Note that the granularity is only approximate and the range is not guaranteed to be divided exactly into equal-size chunks of the same granularity. For instance, Parlay’s scheduler will run chunks of size at most the granularity sequentially, but may also divide parts of the range into smaller chunks. Other schedulers (e.g., Cilk, or TBB) may have different behavior for the granularity, so it should only ever be treated as an optimization hint, and never relied upon for any correctness property. If you require a range to be divided exactly into blocks of a fixed size, use blocked_for.

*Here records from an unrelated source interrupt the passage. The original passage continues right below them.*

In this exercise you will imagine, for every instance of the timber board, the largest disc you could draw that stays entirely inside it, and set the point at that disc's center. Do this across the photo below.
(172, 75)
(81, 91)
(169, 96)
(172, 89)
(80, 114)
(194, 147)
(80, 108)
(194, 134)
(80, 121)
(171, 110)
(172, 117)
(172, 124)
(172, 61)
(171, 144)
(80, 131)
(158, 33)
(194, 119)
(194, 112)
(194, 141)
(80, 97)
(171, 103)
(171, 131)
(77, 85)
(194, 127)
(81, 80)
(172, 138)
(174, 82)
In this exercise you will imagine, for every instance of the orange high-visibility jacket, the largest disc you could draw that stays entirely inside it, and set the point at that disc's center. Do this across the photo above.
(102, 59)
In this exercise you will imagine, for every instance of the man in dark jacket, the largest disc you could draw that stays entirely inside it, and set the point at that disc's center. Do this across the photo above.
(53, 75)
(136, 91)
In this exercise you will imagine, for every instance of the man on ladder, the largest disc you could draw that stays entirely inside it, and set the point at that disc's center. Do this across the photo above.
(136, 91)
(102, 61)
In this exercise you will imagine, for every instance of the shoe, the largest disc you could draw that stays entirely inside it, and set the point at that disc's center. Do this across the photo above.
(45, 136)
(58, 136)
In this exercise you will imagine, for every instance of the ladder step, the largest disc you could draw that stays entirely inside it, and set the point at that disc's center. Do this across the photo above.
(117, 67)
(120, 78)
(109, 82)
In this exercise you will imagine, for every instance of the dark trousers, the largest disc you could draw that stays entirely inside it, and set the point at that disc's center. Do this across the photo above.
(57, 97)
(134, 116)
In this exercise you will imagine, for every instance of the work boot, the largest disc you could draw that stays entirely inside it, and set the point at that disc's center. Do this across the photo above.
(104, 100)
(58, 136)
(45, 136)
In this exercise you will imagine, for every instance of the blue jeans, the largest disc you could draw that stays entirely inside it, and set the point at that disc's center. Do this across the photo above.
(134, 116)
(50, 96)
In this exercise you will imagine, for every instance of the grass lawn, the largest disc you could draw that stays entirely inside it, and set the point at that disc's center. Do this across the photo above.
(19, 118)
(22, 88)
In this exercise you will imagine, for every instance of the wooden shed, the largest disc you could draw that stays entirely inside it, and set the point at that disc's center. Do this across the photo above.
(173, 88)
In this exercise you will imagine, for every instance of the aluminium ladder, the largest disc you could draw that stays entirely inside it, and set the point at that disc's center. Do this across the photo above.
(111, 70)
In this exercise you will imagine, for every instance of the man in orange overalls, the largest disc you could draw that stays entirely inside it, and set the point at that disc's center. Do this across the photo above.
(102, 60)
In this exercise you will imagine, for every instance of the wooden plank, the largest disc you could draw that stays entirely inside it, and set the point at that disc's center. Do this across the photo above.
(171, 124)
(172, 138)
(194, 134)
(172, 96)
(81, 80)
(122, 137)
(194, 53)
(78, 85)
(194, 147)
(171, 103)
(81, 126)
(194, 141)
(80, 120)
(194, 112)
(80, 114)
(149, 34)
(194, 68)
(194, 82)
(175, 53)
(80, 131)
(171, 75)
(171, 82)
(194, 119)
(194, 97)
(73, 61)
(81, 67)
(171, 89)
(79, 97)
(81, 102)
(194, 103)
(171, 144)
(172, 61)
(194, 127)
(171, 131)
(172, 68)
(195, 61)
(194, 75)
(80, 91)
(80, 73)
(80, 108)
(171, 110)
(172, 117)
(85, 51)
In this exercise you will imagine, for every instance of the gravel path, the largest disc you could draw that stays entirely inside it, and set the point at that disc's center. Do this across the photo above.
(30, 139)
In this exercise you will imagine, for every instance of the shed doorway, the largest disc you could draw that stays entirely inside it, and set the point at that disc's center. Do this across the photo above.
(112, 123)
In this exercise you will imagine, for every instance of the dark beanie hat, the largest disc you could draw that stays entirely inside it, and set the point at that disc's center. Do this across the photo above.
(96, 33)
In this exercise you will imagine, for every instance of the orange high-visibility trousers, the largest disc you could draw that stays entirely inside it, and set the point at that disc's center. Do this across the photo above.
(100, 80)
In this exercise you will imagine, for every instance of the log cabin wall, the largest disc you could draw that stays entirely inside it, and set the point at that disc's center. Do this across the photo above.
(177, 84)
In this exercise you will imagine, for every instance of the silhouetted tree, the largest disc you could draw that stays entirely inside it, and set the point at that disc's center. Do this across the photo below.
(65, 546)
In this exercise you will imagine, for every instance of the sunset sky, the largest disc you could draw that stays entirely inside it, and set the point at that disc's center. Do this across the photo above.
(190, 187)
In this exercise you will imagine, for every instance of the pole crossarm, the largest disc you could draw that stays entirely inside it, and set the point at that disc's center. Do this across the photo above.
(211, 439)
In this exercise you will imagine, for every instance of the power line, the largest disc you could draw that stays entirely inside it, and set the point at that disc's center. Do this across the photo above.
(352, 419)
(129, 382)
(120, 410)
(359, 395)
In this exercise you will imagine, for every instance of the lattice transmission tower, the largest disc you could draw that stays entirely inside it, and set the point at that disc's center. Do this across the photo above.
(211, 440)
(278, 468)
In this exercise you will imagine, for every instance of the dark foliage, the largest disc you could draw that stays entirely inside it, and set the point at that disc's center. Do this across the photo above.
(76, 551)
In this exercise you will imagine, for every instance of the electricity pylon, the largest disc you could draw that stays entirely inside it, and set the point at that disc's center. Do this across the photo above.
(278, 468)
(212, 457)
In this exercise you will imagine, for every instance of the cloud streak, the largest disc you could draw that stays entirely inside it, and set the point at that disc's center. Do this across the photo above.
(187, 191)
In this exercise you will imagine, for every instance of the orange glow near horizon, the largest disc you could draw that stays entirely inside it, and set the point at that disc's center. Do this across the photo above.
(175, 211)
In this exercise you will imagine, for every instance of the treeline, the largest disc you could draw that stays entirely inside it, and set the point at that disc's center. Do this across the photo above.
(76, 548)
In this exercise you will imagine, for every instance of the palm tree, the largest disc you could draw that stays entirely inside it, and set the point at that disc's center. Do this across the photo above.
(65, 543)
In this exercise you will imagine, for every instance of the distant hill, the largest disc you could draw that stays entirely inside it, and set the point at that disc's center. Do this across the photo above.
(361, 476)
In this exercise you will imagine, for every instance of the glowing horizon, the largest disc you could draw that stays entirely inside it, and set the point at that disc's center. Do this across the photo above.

Setting a granularity too low can lead to slowdown of the code due to the inherent overhead of parallel scheduling, so it is important to set the granularity such that each sequential block of work does a sufficient amount of work to make this overhead negligible. Setting the granularity too high may lead to a lack of parallelism, which will also cause a slowdown.

When left to its default value (zero), Parlay’s scheduler will estimate a good granularity for the loop itself. The scheduler-estimated value is usually quite good and close to optimal, so it is rarely necessarily to manually tune the granularity, unless your parallel-for loop does very irregular and unpredictable amounts of work. Keep in mind that the optimal granularity might depend on factors such as the hardware on which your code is ran, so hand tuning can only go so far and may even slow your code down on other environments/machines.

Conservative scheduling

All of the functions in the parallelism API above take an optional parameter conservative, which defaults to false. Most of the time you can ignore this. When it matters is if your code takes locks during parallel calls. If your code takes locks, you should call these functions with conservative set to true, since this will prevent the scheduler from executing the parallel jobs in an order that might lead to deadlock. This comes at the expense of slightly worse performance, so you should only use this when necessary.

Note that locks might occasionally be taken implicitly, even if they are not obvious. For example, initializing a static function-scope variable implicitly takes a lock since their initialization is required to be thread-safe. Therefore if your code might race to initialize a function-local static during several calls in parallel, you should set conservative to true for these calls.